Hong Ji-young is a contemporary visual artist based in Seoul, South Korea, whose work spans painting, media, and installation. Her practice reveals the hidden dimensions of identity, challenging surface appearances and exploring the deeper, often unseen layers of human existence.
Born in Seoul in 1987, Hong discovered her passion for art at an early age, beginning to draw and paint seriously by the age of eight. She went on to earn a BFA in Occidental Painting from Sung-Shin Women’s University in Seoul and later completed an MS in Technology Art at Chung-Ang University, a combination that has come to define her cross-disciplinary and conceptually driven approach to visual art.
Hong’s work is rooted in the metaphor of “removing the epidermis.” Using techniques that draw from both scientific imaging and digital manipulation, she seeks to strip away the external surface of her subjects to expose what she calls the “inner appearance” — an unseen energy that transcends social and physical boundaries.
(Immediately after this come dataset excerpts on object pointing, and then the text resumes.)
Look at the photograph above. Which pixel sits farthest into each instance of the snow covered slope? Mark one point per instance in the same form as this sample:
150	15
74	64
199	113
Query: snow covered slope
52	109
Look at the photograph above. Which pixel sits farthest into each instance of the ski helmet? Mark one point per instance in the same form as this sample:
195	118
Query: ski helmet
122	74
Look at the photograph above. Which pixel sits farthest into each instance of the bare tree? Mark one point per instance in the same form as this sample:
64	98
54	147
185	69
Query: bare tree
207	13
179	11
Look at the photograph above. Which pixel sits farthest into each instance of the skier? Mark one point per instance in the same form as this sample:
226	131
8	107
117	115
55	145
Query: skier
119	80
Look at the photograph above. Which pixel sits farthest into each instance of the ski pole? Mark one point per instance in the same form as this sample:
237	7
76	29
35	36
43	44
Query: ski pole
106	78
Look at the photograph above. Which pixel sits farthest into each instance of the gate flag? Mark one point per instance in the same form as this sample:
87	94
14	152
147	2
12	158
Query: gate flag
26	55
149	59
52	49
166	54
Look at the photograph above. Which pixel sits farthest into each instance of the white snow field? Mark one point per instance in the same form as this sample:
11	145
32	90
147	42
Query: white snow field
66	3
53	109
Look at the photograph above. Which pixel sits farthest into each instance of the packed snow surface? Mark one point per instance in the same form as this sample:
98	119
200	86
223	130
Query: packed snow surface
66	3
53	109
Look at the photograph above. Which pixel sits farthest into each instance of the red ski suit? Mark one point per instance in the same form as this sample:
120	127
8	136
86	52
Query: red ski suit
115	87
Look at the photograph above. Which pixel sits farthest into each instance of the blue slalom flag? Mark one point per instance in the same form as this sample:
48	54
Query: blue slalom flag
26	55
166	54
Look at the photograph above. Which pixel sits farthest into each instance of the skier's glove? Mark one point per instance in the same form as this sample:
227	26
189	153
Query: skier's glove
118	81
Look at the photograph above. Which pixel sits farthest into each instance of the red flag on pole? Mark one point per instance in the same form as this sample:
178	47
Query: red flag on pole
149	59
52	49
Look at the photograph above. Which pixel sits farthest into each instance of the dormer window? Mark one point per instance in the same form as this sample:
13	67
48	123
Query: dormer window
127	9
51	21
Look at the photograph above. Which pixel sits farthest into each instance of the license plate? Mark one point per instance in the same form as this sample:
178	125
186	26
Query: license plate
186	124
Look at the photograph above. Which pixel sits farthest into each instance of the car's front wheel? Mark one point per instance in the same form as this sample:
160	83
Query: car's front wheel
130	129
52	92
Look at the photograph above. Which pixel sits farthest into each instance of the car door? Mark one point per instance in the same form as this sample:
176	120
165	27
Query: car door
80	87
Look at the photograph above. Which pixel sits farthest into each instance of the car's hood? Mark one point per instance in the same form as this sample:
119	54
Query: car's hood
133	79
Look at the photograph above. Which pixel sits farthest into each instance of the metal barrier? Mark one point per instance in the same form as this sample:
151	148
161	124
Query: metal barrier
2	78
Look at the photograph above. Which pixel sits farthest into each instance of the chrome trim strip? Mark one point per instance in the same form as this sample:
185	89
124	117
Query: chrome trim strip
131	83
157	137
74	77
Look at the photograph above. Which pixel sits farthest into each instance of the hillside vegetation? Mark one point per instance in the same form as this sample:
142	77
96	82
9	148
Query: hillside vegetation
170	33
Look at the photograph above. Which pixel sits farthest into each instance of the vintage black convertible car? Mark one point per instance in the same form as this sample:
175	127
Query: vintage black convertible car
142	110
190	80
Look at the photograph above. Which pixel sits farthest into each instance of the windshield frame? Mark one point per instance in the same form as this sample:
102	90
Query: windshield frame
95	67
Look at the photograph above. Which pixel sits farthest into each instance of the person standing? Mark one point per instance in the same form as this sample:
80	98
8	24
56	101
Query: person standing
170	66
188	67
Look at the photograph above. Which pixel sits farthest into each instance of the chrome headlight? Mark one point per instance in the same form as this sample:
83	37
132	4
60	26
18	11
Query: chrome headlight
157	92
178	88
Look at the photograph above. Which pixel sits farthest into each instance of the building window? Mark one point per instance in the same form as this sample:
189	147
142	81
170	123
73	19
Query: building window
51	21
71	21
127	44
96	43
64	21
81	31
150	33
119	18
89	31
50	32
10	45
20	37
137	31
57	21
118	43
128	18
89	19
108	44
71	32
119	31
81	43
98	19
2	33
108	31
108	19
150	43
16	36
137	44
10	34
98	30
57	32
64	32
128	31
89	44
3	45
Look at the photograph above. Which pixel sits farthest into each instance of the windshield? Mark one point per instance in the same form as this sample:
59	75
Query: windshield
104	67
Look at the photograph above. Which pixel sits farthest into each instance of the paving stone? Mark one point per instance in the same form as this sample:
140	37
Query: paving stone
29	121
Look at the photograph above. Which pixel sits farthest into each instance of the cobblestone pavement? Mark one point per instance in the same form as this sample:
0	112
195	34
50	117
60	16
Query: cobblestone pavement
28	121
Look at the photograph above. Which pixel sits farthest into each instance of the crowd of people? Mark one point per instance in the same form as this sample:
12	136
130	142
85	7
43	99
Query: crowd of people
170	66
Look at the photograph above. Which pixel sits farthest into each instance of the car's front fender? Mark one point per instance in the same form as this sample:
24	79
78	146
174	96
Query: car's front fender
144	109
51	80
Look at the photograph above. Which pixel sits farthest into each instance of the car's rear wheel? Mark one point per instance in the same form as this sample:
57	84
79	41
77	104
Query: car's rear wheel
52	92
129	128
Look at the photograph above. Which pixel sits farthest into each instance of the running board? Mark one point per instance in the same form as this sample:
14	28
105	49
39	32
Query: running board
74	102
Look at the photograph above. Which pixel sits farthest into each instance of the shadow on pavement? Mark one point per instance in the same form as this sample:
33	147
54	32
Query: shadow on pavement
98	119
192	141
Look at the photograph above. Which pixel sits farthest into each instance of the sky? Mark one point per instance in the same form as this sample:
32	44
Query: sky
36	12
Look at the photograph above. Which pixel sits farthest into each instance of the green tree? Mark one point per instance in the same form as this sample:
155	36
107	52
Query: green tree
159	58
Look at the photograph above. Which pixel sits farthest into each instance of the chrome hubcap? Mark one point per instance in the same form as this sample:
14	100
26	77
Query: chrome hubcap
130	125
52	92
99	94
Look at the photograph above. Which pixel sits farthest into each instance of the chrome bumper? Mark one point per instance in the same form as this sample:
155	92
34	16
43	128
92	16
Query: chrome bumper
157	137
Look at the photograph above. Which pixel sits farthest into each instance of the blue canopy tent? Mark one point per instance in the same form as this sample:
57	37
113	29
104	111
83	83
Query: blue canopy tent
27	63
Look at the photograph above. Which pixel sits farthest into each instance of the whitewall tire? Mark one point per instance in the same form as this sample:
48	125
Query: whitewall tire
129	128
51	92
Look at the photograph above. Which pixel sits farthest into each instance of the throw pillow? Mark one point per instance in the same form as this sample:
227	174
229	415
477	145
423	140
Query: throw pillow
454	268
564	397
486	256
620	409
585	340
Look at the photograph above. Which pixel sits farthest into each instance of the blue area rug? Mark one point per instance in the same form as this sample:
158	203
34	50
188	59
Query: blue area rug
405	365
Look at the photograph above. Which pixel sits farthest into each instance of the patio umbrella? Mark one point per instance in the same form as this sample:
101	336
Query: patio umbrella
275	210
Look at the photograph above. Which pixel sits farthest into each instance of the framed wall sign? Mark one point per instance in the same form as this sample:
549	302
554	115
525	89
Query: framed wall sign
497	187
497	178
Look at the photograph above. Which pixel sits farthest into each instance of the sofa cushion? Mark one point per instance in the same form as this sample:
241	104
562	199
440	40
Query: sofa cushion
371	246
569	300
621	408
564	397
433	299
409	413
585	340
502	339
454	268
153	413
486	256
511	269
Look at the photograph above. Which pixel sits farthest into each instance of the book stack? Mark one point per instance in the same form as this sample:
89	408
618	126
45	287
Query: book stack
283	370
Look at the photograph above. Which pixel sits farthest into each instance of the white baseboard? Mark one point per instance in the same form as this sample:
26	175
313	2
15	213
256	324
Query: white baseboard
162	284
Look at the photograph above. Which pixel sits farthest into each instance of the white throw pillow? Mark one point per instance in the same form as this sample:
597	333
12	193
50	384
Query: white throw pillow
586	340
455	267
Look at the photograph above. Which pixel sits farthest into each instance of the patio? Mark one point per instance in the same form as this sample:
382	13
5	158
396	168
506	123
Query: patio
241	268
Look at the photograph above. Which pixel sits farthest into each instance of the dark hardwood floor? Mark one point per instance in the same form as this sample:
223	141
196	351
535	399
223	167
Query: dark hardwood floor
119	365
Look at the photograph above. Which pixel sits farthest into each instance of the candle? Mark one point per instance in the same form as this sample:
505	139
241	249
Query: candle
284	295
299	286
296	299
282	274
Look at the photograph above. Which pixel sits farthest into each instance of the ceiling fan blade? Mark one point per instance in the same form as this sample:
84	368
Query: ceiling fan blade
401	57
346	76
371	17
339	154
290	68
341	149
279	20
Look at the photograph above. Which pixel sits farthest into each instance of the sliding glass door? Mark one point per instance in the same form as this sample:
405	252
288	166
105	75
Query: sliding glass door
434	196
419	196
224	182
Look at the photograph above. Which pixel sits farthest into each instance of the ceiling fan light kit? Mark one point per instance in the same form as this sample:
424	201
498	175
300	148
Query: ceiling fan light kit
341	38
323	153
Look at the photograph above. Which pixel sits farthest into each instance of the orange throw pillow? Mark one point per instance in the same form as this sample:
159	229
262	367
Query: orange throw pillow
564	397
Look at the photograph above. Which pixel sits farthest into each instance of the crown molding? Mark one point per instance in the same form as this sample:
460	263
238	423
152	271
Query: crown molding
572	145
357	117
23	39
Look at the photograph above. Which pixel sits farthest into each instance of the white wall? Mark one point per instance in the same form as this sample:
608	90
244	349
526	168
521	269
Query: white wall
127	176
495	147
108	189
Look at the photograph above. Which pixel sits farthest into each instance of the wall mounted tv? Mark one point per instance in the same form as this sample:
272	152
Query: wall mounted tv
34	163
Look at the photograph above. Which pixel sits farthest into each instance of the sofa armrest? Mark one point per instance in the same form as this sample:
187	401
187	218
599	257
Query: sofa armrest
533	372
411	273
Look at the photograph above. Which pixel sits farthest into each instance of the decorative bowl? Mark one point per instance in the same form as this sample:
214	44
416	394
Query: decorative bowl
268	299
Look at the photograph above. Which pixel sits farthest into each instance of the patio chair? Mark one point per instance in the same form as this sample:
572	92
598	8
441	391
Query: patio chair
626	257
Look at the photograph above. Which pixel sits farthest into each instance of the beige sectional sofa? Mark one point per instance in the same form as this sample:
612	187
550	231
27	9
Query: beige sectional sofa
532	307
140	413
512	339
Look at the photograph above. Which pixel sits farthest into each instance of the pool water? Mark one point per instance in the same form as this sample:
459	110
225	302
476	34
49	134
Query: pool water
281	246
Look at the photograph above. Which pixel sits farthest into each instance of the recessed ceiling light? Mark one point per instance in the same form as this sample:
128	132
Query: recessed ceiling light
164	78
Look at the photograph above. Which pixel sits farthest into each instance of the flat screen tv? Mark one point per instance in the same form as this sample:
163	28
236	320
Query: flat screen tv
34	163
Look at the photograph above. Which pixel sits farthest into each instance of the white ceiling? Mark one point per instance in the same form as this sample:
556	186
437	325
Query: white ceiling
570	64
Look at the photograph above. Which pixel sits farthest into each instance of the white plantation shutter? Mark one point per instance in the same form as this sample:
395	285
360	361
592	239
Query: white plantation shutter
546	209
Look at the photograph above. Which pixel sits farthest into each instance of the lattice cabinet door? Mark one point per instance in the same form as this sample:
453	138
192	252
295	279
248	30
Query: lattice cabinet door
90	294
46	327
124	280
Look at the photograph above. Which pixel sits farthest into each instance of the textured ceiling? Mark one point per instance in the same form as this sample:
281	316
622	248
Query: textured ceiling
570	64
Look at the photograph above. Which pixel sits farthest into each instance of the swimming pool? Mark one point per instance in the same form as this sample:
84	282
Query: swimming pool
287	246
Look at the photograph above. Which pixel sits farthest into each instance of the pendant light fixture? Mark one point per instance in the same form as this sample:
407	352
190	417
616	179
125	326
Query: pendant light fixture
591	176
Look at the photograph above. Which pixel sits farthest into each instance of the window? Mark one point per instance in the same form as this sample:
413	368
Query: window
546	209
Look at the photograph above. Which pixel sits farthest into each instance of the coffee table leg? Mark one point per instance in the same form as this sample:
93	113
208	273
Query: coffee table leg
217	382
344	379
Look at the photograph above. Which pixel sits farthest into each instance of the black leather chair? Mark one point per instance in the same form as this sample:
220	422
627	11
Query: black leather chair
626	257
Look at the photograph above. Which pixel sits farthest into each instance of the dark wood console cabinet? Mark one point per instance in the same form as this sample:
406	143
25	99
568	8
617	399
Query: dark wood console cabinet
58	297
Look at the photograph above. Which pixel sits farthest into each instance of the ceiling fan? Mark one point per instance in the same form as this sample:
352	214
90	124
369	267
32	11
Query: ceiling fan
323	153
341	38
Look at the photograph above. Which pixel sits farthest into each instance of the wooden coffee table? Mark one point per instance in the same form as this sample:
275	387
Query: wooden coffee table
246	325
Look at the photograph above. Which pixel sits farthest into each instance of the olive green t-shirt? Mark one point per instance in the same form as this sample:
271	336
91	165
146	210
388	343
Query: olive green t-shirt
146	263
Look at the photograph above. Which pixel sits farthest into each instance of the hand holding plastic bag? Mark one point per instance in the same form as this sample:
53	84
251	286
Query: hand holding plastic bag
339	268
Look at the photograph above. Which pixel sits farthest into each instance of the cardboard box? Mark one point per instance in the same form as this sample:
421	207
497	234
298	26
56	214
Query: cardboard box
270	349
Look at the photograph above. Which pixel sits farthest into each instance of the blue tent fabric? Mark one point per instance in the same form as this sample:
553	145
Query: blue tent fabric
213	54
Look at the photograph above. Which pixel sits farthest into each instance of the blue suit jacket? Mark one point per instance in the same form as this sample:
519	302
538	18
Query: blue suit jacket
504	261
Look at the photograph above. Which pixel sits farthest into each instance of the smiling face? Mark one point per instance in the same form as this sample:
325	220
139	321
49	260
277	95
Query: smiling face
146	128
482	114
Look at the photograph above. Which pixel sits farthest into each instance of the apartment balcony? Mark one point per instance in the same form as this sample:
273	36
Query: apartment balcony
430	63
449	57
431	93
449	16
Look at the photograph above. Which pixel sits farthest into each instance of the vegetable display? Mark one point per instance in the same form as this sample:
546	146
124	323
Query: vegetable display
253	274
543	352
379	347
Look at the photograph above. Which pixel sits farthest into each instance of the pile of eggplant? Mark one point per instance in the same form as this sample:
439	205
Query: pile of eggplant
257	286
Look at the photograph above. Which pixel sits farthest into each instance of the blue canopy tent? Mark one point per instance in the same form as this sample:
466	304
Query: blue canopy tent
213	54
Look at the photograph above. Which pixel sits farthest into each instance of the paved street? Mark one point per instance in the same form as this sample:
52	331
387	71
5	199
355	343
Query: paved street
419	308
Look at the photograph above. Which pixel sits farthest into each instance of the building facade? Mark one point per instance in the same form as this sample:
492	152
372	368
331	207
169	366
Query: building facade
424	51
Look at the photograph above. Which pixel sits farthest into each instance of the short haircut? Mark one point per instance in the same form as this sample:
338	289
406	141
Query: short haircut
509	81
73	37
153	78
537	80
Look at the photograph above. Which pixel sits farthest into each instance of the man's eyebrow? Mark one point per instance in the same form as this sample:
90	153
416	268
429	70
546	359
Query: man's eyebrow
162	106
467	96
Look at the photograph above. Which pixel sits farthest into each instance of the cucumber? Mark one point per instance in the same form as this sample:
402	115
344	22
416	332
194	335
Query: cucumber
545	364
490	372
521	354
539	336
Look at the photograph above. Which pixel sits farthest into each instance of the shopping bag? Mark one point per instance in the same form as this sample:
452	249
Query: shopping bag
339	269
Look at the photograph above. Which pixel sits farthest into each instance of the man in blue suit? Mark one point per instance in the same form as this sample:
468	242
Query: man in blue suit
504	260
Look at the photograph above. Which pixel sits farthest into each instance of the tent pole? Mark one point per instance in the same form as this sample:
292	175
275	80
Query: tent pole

Her compositions often merge the symbolic and the scientific, referencing metaphysics, psychology, and the language of technology to question how identity is perceived. Through this process, she invites viewers to move beyond binary constructs of race, gender, and beauty, encountering instead a universal essence that connects all human experience.
Hong continues to expand her visual language through the integration of media art, installation, and immersive presentation. Her focus on the tension between inner and outer perception—between the visible body and the invisible self—remains central to her evolving body of work. With each new project, she deepens her exploration of universal human subjectivity, positioning herself among a generation of artists redefining identity and technology in contemporary visual culture.